I’m not a fan of Donald Trump. I think I’ve made that abundantly clear. I am a fan of Trump supporter Peter Thiel who addressed the RNC convention last night ahead of Trump’s acceptance of the party’s presidential nomination (more on that in a later post).

But Trump? I still don’t get it.

That said, his speech last night was impressive from a strictly political perspective (watch it in full below if you missed it). The message he sounded is going to be effective. It identified many issues Americans are frustrated with – from lawlessness at our borders to a lack of accountability for the political class to overbearing federal regulation – and positioned Clinton as the avatar of the status quo everyone is pissed about.

I’ve said before that Trump could win. Because anything is at least a little bit possible, right? But after last night I’m thinking he could very well be competitive.
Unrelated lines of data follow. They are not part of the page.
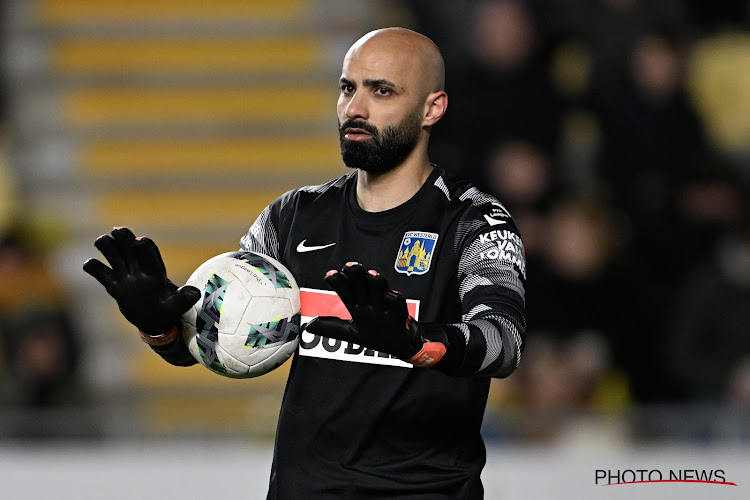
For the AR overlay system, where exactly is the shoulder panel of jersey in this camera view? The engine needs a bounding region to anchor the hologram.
[240,172,356,260]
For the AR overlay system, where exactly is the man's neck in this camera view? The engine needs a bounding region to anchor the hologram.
[357,160,432,212]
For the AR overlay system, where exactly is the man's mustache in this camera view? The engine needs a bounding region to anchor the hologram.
[339,118,378,137]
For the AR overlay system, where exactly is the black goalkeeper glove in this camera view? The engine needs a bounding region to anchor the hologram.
[83,227,201,337]
[305,262,448,366]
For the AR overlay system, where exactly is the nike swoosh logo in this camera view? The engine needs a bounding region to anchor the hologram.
[484,215,505,226]
[297,239,336,253]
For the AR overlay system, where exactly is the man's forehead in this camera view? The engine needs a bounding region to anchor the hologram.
[342,28,444,91]
[341,45,419,86]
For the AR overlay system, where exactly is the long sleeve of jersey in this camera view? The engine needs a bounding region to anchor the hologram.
[436,192,526,378]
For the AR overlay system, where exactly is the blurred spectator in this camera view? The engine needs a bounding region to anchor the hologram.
[505,198,648,422]
[0,229,83,437]
[592,26,708,292]
[486,140,558,266]
[436,0,561,188]
[667,201,750,405]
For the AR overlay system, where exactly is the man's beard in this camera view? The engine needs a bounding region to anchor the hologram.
[339,110,422,174]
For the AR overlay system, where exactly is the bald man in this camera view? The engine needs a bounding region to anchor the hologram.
[84,28,526,500]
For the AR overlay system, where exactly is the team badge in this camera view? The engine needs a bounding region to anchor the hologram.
[394,231,438,276]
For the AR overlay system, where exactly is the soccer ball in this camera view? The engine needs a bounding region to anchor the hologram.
[182,251,300,378]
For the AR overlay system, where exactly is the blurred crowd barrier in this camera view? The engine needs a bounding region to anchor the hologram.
[0,0,750,444]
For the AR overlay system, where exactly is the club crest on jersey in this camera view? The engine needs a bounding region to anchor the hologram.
[394,231,438,276]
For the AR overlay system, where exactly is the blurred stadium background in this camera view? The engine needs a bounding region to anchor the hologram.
[0,0,750,499]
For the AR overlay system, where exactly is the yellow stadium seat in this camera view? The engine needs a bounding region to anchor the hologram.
[36,0,309,24]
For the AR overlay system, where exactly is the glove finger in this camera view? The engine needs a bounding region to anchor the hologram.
[164,285,202,316]
[367,269,388,310]
[94,234,128,276]
[341,262,371,306]
[323,271,357,313]
[112,227,140,274]
[305,316,359,344]
[383,290,409,325]
[133,236,167,278]
[83,259,115,295]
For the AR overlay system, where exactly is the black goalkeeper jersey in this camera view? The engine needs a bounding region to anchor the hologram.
[235,167,526,500]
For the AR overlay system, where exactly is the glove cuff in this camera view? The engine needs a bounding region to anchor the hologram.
[405,317,448,368]
[406,342,447,368]
[138,326,180,347]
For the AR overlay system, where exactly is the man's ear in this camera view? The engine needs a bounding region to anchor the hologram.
[422,90,448,127]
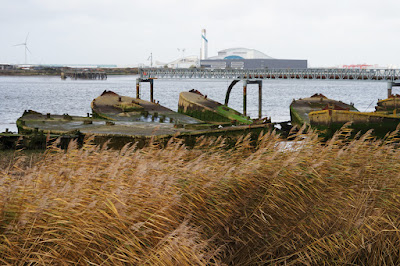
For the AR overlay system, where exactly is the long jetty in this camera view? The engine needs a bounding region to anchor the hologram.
[61,71,107,80]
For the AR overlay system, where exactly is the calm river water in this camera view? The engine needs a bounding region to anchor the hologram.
[0,76,388,132]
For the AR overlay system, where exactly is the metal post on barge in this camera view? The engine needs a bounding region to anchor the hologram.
[387,81,393,98]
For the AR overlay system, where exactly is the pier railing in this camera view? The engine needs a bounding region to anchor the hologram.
[139,68,400,82]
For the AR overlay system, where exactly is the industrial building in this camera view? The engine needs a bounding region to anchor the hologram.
[200,29,307,69]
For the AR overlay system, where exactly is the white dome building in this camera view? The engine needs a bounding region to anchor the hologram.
[207,48,274,60]
[200,48,307,69]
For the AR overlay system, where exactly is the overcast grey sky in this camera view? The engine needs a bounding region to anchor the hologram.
[0,0,400,67]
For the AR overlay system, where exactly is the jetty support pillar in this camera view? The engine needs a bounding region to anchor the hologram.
[258,80,262,119]
[225,79,240,106]
[243,80,248,116]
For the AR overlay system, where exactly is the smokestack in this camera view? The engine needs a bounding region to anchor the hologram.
[200,29,208,60]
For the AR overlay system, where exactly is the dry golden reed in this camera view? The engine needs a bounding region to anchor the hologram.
[0,128,400,265]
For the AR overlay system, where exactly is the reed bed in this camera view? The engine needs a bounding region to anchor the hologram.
[0,128,400,265]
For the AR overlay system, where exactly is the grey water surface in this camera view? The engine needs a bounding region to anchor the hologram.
[0,76,388,132]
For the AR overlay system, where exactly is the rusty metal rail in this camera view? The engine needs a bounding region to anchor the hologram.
[139,68,400,82]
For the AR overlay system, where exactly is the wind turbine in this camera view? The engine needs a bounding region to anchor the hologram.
[147,53,153,67]
[14,32,31,65]
[178,48,186,62]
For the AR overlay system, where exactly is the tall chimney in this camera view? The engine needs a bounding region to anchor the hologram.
[200,29,208,60]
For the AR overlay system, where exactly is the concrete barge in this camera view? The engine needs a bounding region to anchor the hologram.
[290,94,400,138]
[5,91,274,148]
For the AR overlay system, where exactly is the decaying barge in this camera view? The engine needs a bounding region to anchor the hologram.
[291,94,400,138]
[10,91,273,148]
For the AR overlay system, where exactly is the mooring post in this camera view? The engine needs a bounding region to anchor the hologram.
[225,79,240,106]
[387,81,393,98]
[136,78,141,99]
[243,80,247,116]
[258,80,262,119]
[150,79,154,102]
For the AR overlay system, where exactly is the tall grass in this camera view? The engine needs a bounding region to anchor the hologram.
[0,128,400,265]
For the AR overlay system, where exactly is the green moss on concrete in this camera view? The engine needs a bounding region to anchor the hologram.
[178,106,253,125]
[290,106,305,126]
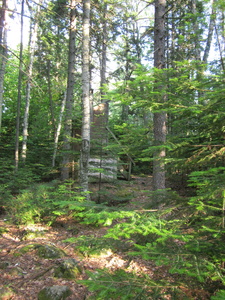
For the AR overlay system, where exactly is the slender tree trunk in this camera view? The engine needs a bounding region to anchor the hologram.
[15,0,24,172]
[52,93,67,168]
[100,3,107,102]
[47,60,55,137]
[202,0,216,63]
[21,0,42,165]
[153,0,166,195]
[80,0,91,198]
[0,0,8,134]
[61,0,76,180]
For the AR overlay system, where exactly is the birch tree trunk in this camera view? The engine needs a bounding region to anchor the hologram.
[0,0,8,134]
[15,0,24,172]
[21,0,42,165]
[202,0,216,63]
[153,0,167,195]
[52,92,66,168]
[80,0,91,198]
[61,0,76,180]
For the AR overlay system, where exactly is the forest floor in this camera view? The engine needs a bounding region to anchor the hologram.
[0,177,209,300]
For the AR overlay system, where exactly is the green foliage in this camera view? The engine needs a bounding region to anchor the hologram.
[211,290,225,300]
[63,235,118,256]
[81,269,185,300]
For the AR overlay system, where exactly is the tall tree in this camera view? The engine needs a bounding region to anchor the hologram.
[61,0,76,180]
[153,0,167,195]
[0,0,8,133]
[21,0,42,164]
[15,0,24,172]
[80,0,91,198]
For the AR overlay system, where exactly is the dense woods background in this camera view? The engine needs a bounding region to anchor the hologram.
[0,0,225,299]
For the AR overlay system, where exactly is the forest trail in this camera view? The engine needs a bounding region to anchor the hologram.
[0,177,207,300]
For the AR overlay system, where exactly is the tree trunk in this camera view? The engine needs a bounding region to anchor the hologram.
[52,93,66,168]
[0,0,8,134]
[15,0,24,172]
[80,0,91,195]
[153,0,166,195]
[61,0,76,180]
[21,0,42,165]
[202,0,216,63]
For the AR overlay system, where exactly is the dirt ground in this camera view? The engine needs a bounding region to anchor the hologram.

That doesn’t mean he’ll win. He could still do something colossally Trumpian and derail his candidacy. It could turn out that the electorate isn’t angry enough at the political status quo to put a bombastic caricature of populist conservatism in the White House. But if I were Hillary Clinton, a deeply flawed candidate in her own right, I wouldn’t go measuring any drapes.
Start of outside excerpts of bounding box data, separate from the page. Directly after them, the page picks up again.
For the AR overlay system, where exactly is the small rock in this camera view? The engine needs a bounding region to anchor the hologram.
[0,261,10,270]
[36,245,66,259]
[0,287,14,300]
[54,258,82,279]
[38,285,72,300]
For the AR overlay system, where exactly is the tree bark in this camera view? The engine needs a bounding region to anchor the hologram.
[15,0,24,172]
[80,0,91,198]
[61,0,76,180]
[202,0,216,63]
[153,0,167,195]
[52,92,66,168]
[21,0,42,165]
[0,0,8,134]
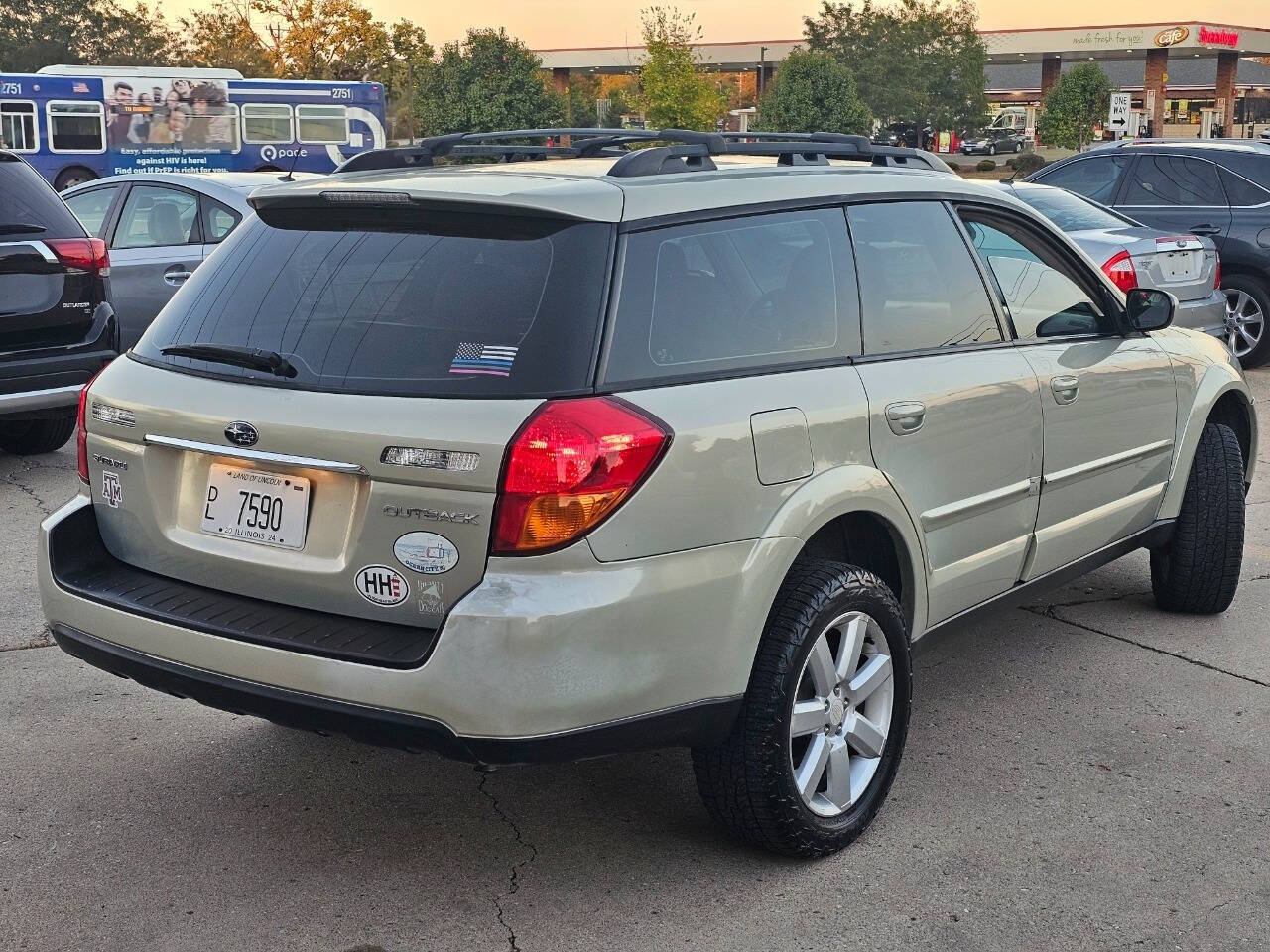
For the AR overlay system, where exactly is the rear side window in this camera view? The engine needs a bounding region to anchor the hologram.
[604,208,858,384]
[847,202,1002,354]
[0,156,83,241]
[133,208,612,398]
[1121,155,1225,208]
[1036,155,1129,204]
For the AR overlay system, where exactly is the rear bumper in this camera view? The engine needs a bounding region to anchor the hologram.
[38,496,799,763]
[1174,291,1225,337]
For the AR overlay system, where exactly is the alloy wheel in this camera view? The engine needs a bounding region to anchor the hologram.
[1223,289,1266,357]
[789,612,895,817]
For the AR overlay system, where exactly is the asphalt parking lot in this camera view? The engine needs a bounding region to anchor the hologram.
[0,372,1270,952]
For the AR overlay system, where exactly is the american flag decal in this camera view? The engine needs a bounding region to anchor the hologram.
[449,344,517,377]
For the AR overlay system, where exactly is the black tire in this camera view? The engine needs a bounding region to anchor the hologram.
[1151,422,1244,615]
[54,165,96,191]
[0,410,77,456]
[693,558,913,857]
[1221,274,1270,367]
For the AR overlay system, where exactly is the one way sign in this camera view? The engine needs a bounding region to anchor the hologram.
[1107,92,1131,136]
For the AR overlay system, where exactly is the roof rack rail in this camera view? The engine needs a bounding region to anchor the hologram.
[335,127,949,178]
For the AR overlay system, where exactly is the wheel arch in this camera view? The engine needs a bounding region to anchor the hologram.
[765,466,927,640]
[1158,364,1257,520]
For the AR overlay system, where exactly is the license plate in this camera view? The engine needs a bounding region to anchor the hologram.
[199,463,309,548]
[1163,251,1199,281]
It is fair to say that Trump was light on the specifics of how his administration would address the issues he identified in his speech last night…

…but I’m not sure Trump has to be specific. He’s the political outsider, remember? If he were perceived by the public as just another politician, then yes his lack of specificity would be a handicap. But a large part of Trump’s base of support is going to come from people who see him as an alternative to just another politician. What matters to them most is that he’s identifying the right problems.
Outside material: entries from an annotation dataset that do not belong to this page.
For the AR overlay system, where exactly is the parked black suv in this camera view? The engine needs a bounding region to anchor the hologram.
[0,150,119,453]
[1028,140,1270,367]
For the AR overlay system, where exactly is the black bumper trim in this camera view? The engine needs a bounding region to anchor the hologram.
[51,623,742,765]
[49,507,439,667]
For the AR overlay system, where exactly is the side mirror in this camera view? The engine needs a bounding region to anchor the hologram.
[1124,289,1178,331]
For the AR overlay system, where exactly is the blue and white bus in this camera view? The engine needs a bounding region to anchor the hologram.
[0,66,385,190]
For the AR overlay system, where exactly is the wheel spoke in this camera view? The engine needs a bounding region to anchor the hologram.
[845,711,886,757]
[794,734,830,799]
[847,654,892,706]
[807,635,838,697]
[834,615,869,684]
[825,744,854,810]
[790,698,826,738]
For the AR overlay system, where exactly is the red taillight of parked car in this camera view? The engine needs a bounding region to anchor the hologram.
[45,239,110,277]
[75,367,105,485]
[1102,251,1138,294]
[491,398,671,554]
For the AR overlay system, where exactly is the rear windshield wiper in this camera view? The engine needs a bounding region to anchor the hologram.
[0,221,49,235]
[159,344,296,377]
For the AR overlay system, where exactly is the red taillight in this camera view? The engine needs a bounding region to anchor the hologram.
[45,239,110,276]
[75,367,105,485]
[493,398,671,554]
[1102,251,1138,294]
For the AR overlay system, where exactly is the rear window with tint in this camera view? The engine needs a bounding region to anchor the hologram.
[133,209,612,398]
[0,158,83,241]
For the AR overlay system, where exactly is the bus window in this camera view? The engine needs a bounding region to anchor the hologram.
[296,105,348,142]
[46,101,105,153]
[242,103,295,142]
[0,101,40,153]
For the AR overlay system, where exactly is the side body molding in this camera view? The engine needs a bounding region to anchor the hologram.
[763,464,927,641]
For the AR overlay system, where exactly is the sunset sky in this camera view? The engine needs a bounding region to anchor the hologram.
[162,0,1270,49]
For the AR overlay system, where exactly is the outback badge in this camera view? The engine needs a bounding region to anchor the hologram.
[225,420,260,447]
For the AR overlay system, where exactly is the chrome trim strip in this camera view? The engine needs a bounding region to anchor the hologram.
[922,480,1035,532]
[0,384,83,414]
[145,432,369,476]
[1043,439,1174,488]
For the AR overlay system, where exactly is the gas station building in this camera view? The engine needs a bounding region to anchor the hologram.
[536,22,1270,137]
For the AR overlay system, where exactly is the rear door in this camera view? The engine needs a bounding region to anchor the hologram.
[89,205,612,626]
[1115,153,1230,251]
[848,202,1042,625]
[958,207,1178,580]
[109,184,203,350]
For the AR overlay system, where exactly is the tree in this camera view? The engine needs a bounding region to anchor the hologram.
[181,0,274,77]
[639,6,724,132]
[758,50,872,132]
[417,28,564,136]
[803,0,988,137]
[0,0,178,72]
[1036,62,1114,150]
They’re willing to give him a chance to come up with the right solutions.

And Ted Cruz’s convention speech tantrum helped Trump a great deal, I think. Trump looked magnanimous by letting Cruz speak while Cruz himself looked petty. The representative of a gasping, marginalized conservative movement which has for years been long on high-minded ideals but short on practical policy victories.

Trump frustrates many conservatives because he often eschews our ideology. Yet that’s central to his appeal. People are sick and tired of hearing about how Ronald Reagan would have wanted things. They want action, and Trump promises to deliver.

Whether or not he actually can is another question entirely. Whether or not we should want what he’s promising to deliver is quite another. “It was an argument for unlimited government under a single man, for rule by Trump’s whim,” Peter Suderman writes for Reason this morning. “He sounded less like he was running for president and more like he was campaigning to be an American despot.”

But what if a despot is what Americans want?